Fluorinated 2-(4-amino-3-methylphenyl)benzothiazoles possess potent antiproliferative activity against certain
cancer cells, similar to the unfluorinated
2-(4-amino-3-methylphenyl)benzothiazole (
DF 203,
NSC 674495). In "sensitive"
cancer cells,
DF 203 is metabolized by, can induce expression of, and binds covalently to
CYP1A1. Metabolism appears to be essential for its antiproliferative activity through
DNA adduct formation. However, a biphasic dose-response relationship compromises its straightforward development as a chemotherapeutic agent. We investigated whether fluorinated
benzothiazoles inhibit
cancer cell growth without the biphasic dose-response, and whether the fluorinated
benzothiazoles are also metabolized into reactive species, with binding to macromolecules in sensitive
cancer cells. One fluorinated
benzothiazole, 2-(4-amino-methylphenyl)-5-fluorobenzothiazole (5F 203, NSC 703786) did exhibit potent, antiproliferative activity without a biphasic dose-response. The fluorinated
benzothiazoles were also metabolized only in cells, which subsequently showed evidence of cell death. We used microsomes from genetically engineered human B-lymphoblastoid cells expressing
cytochromes P450 (
CYP1A1,
CYP1A2, or CYP1B1) to clarify the basis for fluorinated
benzothiazole metabolism. 5F 203 induced
CYP1A1 and CYP1B1
mRNA expression in sensitive breast and
renal cancer cells, whereas 5F 203 induced
CYP1A1 mRNA but not CYP1B1
mRNA expression in sensitive
ovarian cancer cells. 5F 203 did not induce
CYP1A1 or CYP1B1
mRNA expression in any "resistant"
cancer cells.
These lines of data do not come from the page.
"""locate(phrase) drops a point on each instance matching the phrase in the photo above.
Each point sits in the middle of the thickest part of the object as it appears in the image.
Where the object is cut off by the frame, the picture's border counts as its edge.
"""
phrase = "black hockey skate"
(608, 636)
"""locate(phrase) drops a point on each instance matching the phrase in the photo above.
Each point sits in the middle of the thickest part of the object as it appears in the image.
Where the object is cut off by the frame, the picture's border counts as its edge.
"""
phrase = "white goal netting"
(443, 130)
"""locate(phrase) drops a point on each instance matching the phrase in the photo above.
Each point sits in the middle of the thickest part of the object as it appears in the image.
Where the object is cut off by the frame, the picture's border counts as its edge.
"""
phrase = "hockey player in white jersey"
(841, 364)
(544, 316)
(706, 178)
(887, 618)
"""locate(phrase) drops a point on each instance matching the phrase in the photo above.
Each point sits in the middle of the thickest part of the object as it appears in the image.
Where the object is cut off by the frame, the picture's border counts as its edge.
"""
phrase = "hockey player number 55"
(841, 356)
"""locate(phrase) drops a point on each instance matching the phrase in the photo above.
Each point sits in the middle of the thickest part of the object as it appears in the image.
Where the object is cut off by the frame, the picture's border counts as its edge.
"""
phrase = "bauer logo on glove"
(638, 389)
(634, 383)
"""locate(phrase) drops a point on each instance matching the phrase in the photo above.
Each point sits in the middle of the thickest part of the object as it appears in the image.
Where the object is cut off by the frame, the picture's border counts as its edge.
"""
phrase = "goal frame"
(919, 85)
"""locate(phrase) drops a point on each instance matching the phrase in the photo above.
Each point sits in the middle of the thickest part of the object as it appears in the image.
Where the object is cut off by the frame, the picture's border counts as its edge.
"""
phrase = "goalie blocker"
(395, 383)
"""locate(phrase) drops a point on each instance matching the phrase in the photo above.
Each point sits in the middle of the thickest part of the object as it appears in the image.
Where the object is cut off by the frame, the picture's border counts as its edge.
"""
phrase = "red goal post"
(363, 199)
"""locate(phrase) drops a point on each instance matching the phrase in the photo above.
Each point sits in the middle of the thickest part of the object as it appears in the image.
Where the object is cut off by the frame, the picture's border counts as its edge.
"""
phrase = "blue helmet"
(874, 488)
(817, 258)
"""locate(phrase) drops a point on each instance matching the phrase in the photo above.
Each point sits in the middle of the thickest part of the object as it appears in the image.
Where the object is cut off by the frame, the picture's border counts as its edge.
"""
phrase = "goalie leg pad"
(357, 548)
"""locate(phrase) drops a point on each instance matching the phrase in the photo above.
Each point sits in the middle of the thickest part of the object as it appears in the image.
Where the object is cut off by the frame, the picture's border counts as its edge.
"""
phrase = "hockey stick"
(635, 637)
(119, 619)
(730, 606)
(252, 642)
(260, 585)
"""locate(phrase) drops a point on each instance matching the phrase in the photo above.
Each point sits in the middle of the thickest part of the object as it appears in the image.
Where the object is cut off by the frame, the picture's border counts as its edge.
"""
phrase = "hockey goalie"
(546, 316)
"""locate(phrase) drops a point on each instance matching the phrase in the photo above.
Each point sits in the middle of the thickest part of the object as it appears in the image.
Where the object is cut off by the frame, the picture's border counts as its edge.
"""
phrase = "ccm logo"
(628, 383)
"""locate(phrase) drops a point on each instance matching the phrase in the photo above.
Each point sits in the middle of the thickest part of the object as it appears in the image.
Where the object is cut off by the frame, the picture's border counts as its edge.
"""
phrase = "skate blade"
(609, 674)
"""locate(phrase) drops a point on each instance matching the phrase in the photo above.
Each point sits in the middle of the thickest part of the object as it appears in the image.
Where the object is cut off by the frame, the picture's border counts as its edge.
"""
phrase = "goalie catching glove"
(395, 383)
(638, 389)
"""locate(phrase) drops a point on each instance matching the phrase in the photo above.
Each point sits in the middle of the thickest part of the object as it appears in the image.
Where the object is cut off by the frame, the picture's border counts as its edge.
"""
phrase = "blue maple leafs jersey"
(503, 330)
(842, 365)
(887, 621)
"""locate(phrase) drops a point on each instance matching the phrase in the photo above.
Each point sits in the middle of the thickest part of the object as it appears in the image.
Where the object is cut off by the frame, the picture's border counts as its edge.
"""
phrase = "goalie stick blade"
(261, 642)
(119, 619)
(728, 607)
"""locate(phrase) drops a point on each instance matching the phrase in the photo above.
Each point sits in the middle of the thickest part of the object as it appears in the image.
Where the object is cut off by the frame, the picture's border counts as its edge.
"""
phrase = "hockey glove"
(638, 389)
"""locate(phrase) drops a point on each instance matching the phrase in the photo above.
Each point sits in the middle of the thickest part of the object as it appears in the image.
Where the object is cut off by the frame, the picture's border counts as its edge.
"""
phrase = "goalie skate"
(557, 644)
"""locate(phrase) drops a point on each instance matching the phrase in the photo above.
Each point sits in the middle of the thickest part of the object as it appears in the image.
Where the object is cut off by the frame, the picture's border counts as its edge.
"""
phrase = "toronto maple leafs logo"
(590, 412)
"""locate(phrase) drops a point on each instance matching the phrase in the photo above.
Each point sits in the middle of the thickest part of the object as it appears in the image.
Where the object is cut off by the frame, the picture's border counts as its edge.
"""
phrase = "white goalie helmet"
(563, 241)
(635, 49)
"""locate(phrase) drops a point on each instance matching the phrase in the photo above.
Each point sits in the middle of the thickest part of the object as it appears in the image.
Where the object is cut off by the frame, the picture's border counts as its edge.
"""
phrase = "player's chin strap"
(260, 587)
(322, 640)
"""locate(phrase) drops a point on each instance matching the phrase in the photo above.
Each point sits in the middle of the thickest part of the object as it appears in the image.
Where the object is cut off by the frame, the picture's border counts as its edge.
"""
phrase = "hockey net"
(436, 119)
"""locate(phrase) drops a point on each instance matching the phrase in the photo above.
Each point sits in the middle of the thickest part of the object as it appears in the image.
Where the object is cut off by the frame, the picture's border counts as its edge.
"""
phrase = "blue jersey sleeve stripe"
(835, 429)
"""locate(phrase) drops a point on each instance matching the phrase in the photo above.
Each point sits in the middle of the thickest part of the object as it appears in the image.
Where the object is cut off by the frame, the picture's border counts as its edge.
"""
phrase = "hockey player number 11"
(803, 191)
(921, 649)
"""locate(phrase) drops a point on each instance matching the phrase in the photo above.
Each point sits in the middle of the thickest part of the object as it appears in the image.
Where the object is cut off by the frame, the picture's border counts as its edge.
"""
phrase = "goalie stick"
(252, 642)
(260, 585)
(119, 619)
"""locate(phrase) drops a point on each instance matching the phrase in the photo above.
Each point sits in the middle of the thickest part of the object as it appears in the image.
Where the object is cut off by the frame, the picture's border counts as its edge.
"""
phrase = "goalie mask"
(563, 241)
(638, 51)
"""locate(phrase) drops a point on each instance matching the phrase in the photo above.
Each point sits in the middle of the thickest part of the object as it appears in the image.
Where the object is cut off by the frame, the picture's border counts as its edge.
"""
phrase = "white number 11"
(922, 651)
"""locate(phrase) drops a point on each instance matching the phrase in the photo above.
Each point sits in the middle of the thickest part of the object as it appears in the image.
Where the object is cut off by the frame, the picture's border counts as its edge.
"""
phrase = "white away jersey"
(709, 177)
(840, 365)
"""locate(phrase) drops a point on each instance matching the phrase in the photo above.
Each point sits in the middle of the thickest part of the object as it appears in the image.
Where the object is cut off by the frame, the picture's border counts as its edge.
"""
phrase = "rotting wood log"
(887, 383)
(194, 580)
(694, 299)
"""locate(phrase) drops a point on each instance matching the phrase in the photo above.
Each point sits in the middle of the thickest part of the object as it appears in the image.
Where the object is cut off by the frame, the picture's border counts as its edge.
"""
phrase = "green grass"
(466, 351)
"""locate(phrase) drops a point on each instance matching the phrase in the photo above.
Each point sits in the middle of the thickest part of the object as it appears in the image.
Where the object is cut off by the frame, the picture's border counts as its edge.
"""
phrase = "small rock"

The fluorinated
benzothiazoles induced
CYP1A1 protein expression exclusively in sensitive cells. [14C]5F 203 bound substantially to subcellular fractions in sensitive cells but only minimally in resistant cells. These data are concordant with the antiproliferative activity of fluorinated
benzothiazoles deriving from their ability to become metabolized and bind to macromolecules within sensitive cells.